For the rest of the film until the final 5 minutes, these two strangers in their own way spill the beans about their life. Manesquier gives the bank robber a book of poems and a pair of bedroom slippers, the criminal returns the favor by teaching the poetry teacher more or less how to fire a gun and at his request joins him for dinner with Viviane. She’s his mistress, who married another 15 years ago. Nothing much happens, but we learn that Saturday is a big day for both. Milan will rob the bank and Manesquier will get open-heart surgery in the morning at the same time as the heist. Much time is spent showing that Milan is a risk-taker and the cautious Manesquier is a planner. But there was not one thing profound about this opposite’s attract story. What kept it hopping was the filmmaker’s marvelous craftsmanship and the beautiful photography dangled like candy before the viewer’s bitter-sweet tooth. The artsy flavorings did make it an enjoyable watch, no matter how empty it all seemed.

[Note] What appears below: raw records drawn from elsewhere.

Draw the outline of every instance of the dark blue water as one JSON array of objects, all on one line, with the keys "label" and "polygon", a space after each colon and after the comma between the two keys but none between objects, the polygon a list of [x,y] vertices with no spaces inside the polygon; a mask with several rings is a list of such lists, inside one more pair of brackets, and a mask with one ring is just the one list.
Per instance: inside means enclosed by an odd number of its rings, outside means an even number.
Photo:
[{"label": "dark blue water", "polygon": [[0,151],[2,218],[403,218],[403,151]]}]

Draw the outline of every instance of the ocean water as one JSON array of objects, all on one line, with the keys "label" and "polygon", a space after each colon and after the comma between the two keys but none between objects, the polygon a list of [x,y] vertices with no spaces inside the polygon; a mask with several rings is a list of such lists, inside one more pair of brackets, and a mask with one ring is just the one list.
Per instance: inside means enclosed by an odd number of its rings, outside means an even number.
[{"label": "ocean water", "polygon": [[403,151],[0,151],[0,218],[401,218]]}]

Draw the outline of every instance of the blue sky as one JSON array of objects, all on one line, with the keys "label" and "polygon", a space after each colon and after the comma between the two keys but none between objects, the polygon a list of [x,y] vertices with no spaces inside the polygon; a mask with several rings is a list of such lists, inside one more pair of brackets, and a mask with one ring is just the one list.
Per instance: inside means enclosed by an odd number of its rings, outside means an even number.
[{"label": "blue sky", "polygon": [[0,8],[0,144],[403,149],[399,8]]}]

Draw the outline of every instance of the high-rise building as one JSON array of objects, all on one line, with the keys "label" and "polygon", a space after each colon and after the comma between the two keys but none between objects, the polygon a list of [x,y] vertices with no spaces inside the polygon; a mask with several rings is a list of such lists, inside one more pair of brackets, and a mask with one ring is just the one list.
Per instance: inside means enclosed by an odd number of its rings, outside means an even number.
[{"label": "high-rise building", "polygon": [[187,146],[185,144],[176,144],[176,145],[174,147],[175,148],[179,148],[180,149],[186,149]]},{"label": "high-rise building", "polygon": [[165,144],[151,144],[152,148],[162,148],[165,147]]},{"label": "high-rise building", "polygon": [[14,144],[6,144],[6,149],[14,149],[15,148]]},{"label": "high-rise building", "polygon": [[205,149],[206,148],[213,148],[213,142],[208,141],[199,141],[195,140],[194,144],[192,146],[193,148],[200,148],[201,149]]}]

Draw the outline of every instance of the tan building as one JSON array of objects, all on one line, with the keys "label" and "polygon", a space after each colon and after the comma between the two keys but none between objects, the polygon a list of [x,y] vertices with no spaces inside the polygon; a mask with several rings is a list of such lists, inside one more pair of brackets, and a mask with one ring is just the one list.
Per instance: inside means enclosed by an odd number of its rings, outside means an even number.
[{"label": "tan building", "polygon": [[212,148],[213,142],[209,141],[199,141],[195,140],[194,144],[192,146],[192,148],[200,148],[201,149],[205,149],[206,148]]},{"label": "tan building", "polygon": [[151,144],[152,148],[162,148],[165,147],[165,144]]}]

The strictly character-study script by the 70-year-old novelist Claude Klotz, who is a longtime collaborator of Leconte’s, is nothing to write home about and far short of being a thriller as one might expect. If the aim was to keep things elementary as Leconte stated in interviews, then he has succeeded only too well. I couldn’t find much to ponder afterwards, as it all seemed so forgettable like one of those dreams you might have on a suburban commuter train. It’s a film that began with promise about a mysterious encounter and ended without promise in an artful but contrived way that made the story seem irrelevant, as the two world-weary misanthropes at last merged into the same character. Though both men have little to say about the opposite sex except that they make good mothers and are handy to have around when one is in the mood for sex, there is nothing about their heart-to-heart male bonding thing that hints of anything homosexual. These are just two droll men who have stopped living some time ago and don’t know to rekindle their life, except they develop this odd twinge that maybe they can assume the identity of the other and learn to live again. It was all hardly convincing, and not as charming as you might think despite the pleasant performances.